As fotografias que nove fotógrafos da Magnum tiraram, em exclusivo, no set de The Misfits (Os Inadaptados, 1961) tiveram um efeito notável. Elas participaram activamente no engrandecimento humano da sua frágil star e, com isso, foram um testemunho fundamental para se ter em Marilyn Monroe um retrato da solidão e do sofrimento que não se esperava obter de uma cintilante, sorridente e sempre apresentável diva. O mito Marilyn não saiu ferido, mas reforçado. Afinal, a sua solidão no filme era uma extensão da sua solidão fora dele (este acabou por ser o derradeiro sopro de Monroe no cinema). Os filmes, finalmente, a imitar a vida. Eve Arnold conviveu de perto com Marilyn e, neste registo intimista, soube elevar a estrela ao humano, ao demasiado humano. A conhecida fotografia que aqui trago é ambientada no deserto do Nevada.
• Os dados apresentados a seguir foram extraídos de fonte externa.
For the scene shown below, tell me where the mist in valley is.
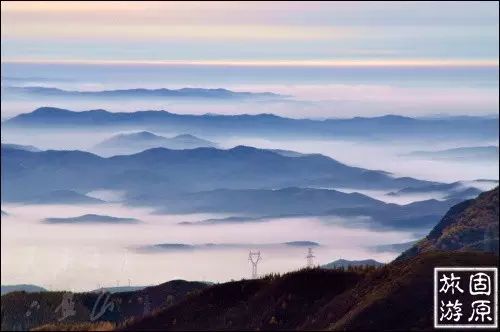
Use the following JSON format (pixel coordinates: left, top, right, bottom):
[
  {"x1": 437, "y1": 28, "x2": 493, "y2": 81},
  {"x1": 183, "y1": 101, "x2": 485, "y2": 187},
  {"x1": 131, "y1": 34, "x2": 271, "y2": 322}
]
[
  {"x1": 2, "y1": 61, "x2": 498, "y2": 120},
  {"x1": 1, "y1": 3, "x2": 498, "y2": 330},
  {"x1": 2, "y1": 125, "x2": 498, "y2": 184},
  {"x1": 219, "y1": 137, "x2": 499, "y2": 183},
  {"x1": 1, "y1": 63, "x2": 498, "y2": 292},
  {"x1": 1, "y1": 203, "x2": 416, "y2": 291}
]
Marilyn preparava-se para uma cena – o clímax dramático do filme. Ela está só, naquele deserto. Apetece dizer: nesse seu deserto, pessoal e perto de intransmissível. “Perto de”, porque, milagre, a câmara de Eve Arnold soube auscultar o íntimo da actriz, transmitindo pela linguagem da fotografia essa paisagem interior. Triste e bela.
Nessa foto, Eve envereda por uma estratégia de sobrevivência recorrente no fotógrafo de cena, uma vez que este também raramente sabe ao certo onde está e para onde deve ir. Por norma, ele não conhece, em rigor, o filme que está a ser rodado – e a obra que resultará dessa rodagem – tal como está ali apenas de passagem ou numa função subsidiária, num “universo em segunda mão”. Por isso, precisa de se agarrar a algo. Ou produz um retrato genérico sobre o “trabalho em cinema” (antes, durante e depois da rodagem) ou agarra-se às pessoas que tem à frente. É aqui que a câmara com a marca Magnum ilumina qualquer coisa maior. Um maior muito mais pequeno do que a indústria desejara até então deixar passar cá para fora. Afinal, as estrelas são pessoas, seres quebradiços com angústias, medos e inseguranças. Só a fotografia poderia – na sua fixidez altamente especulativa – dar a ver tanto a partir do coração da fábrica do cinema.